A few important points:
- Melatonin dosing is subjective. A child could use 10mg, while a big guy like me might respond to 3mg. Start low, and increase slowly.
- A slow or controlled release formulation is best. Melatonin secretes over time, so an immediate release product (which most are) won’t really help get melatonin levels up for more than an hour or two. Our Sleep-Ease has an immediate 2.5 mg dose with a slower releasing 2.5mg.
- It’s best taken at sunset to mimic the natural course of things. Many will say, “Well then I get tired early.” Yeah, that’s the point. Your body wants you to go to bed, not stay up watching Game of Thrones.
- Try one dose for a week at least, then bump it up. If you reach 10mg with no benefit using it as I lay out here, then it may not be right for you.
Magnesium and 5HTP
Magnesium is a common supplement sold for sleep support. Magnesium, in high doses, can have a relaxing effect, especially on the muscles. Anecdotally we’ve heard 2 capsules of Easy Magnesium or a scoop of Mag Relax powder provides enough magnesium to support relaxation.
5HTP is another calming compound. 5HTP is a precursor to serotonin, so some believe it helps relieve symptoms of anxiety that may make falling asleep difficult. If someone were to try 5HTP, we’d recommend a slower-releasing product like our 5HTP over the immediate forms.
A word on tryptophan. I’m not too sure tryptophan actually helps people sleep. We think the turkey on Thanksgiving makes us tired because of the tryptophan content, but in reality, it’s the 5000 calories that make us sleepy. We are not quick to recommend tryptophan for sleep support.
Herbs and other Botanicals for Sleep
We could write a book about all the herbal products that are used for sleep. Instead, we’ll say this: Many herbs have sedating properties. They differ in how quickly they work and how long they last. Many of them are great options but deserve their own post.

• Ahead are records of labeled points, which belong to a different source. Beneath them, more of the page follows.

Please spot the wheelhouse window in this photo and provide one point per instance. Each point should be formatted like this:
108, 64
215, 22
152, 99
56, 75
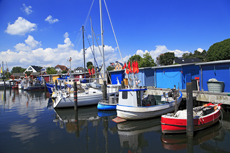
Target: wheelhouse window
124, 95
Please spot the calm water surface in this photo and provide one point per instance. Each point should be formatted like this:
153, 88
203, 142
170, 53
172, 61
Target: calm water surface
29, 124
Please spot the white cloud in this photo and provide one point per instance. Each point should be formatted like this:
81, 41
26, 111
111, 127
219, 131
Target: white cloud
66, 35
30, 44
51, 20
20, 27
160, 49
200, 50
27, 9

Sleep with Melatonin and Valerian – This is an excellent blend of many calming herbs such as Valerian, Passionflower, and Chamomile. It contains a small dose of melatonin, so it is a win-win for some people. We recommend the liquid capsules, as the concentration is a bit higher, so fewer capsules are needed for a good dose.

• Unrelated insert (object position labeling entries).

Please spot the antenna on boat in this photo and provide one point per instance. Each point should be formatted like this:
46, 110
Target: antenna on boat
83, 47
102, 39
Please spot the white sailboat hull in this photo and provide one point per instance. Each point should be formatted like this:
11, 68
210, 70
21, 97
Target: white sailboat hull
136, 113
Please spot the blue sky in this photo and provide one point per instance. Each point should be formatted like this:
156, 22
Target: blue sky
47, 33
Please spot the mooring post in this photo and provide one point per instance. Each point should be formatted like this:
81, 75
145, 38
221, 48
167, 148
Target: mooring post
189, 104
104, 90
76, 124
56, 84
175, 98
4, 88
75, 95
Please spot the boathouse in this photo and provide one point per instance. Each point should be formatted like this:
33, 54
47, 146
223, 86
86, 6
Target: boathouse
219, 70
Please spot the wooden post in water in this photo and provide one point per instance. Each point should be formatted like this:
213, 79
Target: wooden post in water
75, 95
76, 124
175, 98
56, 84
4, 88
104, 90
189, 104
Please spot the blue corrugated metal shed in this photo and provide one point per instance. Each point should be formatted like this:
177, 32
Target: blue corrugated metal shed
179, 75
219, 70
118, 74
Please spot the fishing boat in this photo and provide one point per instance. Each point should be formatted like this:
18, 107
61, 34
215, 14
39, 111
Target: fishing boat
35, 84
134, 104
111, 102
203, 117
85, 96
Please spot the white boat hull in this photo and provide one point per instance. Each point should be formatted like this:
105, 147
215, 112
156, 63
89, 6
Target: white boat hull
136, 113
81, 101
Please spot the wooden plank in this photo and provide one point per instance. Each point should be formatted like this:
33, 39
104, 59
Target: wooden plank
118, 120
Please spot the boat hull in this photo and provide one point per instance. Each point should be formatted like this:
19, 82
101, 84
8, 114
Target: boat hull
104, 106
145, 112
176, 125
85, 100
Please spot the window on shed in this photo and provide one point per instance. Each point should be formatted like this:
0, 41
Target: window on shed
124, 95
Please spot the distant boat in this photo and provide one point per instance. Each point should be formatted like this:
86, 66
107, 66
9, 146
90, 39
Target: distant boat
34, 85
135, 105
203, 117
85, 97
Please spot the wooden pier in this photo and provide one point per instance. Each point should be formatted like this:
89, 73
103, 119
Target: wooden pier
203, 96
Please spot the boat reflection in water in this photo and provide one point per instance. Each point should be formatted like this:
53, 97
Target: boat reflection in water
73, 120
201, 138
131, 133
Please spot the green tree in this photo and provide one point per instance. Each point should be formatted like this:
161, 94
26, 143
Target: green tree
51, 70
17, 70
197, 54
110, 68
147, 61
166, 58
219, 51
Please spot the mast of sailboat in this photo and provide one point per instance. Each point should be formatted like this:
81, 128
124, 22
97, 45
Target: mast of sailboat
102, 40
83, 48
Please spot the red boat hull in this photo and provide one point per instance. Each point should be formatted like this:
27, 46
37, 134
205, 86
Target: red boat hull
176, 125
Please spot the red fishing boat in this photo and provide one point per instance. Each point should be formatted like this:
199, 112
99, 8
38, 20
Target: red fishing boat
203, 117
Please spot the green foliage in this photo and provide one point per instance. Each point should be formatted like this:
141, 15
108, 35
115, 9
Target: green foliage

CBD Oil – I’m moving towards recommending more and more for sleep support. There are a bunch of reasons why a high quality, low-cost CBD works well:
- Many of us our anxious. We REALLY need legal marijuana federally, so this will do in the meantime.
- It is quick to start working – 30 minutes to 1 & ½ hours if given under the tongue.

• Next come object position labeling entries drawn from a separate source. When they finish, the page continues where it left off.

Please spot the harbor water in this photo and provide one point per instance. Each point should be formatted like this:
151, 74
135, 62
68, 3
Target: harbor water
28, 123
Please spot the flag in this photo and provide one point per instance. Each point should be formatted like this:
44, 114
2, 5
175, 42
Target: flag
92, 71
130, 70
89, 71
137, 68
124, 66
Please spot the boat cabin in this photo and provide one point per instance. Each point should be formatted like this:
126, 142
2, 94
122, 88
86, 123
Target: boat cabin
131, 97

- It doesn’t last forever. Many herbal agents last 6-8 hours and can cause a hangover effect if used in the middle of the night. CBD lasts 4-6 hours for most people
- The doses can get real specific. If you want an herbal capsule, you’re stuck with a single, usually big dose. With CBD, you can increase or decrease for your specific need.
Call us if you’d like more CBD info!
Sweet Dreams Are Made of These
Sleep is the second most common problem we help solve in our practice.
There’s nothing more irritating than hearing someone say “You’ll get tired eventually!” when talking about your insomnia. That comes from a lack of understanding on the complications of our sleep cycle or how other diseases or conditions can impact sleep.
We’ve laid out a solid set of recommendations based on real data from the experts. “Who am I to disagree?”
Doing the work is the tough part. Sleep is a crucial component of our wellness. Getting back on track with proper sleep takes diligence and dedication to address all possible causes, but the results are worth it.